It’s hard to believe, but a decade ago, we essentially had no agricultural program in Tanzania, a nation where agriculture employs three-fourths of the labor force and nearly half of all children suffer from undernutrition. Tanzania wasn’t alone. For more than 20 years, agriculture funding in development had been on the decline, leaving the world ill-prepared to cope with the growing challenge of food insecurity.
This changed in 2009 when President Barack Obama launched a global hunger and food security initiative called Feed the Future. Designed to help unlock agricultural growth and transform economies, the presidential initiative works to improve the incomes of smallholder farmers, particularly women, in coordination with partner country-led development plans.
Although the initiative is still in its early days, we are beginning to see significant results.
In Rwanda, we reached 1.6 million children under 5 with nutrition programs that reduced anemia, supported community gardens and treated acute malnutrition. In Bangladesh, we helped 2.8 million smallholder farmers adopt improved technologies last year. One of these technologies—fertilizer deep placement—increases yields, reduces the costs of fertilizer and minimizes runoff into drinking water. As a result, farm sales of rice increased by more than $30 million, and one of the nation’s poorest regions—the Barisal division—experienced its first-ever rice surplus.
Across the world, we’ve helped more than 7 million farmers apply these kinds of new technologies and practices, four times the number we reached the previous year.
We’re also increasingly seeing evidence of the cost-effectiveness of these impacts. Thanks to a recently completed cost-benefit analysis of Feed the Future investments in six focus countries, we know that our projects are delivering a rate of return that averages 22 percent—with a range from 11 percent to 148 percent.
Last year, as we reviewed our progress, we realized that more was still necessary to lift millions from poverty. We need more of the dynamic energy that the private sector can bring to the table. Despite the growth of private-sector investment in developing countries, almost none of it goes to poverty-reducing agricultural development in Africa.

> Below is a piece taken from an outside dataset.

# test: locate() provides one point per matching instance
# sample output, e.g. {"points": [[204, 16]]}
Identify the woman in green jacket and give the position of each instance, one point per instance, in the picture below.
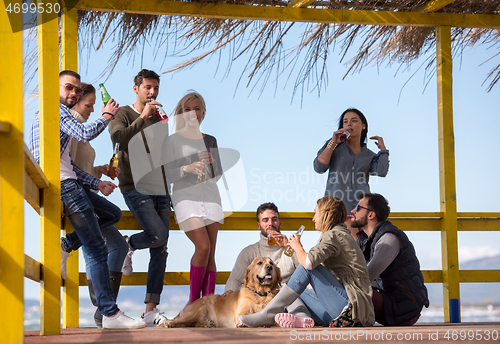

When we reached out to global and local firms, we frequently heard them cite the same barriers to investment: corruption, ineffective policies and a lack of access to donor projects.
To tackle these barriers head on, we helped design the New Alliance for Food Security and Nutrition, a significant new model of partnership that brings private-sector companies and developing countries together to expand investment opportunities in African agriculture. So far, more than 70 global and local companies have committed more than $3.75 billion to expand seed production and distribution, establish small-scale irrigation systems, and source food for global supply chains.
Tanzania removed its export ban on staple commodities, Mozambique eliminated permit requirements for inter-district trade, and Ethiopia no longer imposes export quotas on commercial farm outputs and processed goods.
At the same time, Yara International has started construction on a fertilizer terminal at Tanzania’s largest port, and a local company called Tanseed is developing a seed package designed specifically for smallholder farmers. In Ethiopia, DuPont is expanding seed distribution to reach 35,000 smallholder maize farmers and increase productivity by 50 percent.
We’re encouraged by early results, but we know we face real challenges ahead, including helping our partner governments follow through on reforms, and deepening our engagement with civil society. But in a world where private investment vastly outpaces official assistance, nations will only achieve development in partnership with a vibrant and transparent private sector. Through the New Alliance, we can empower government and business leaders to chart this new path in development.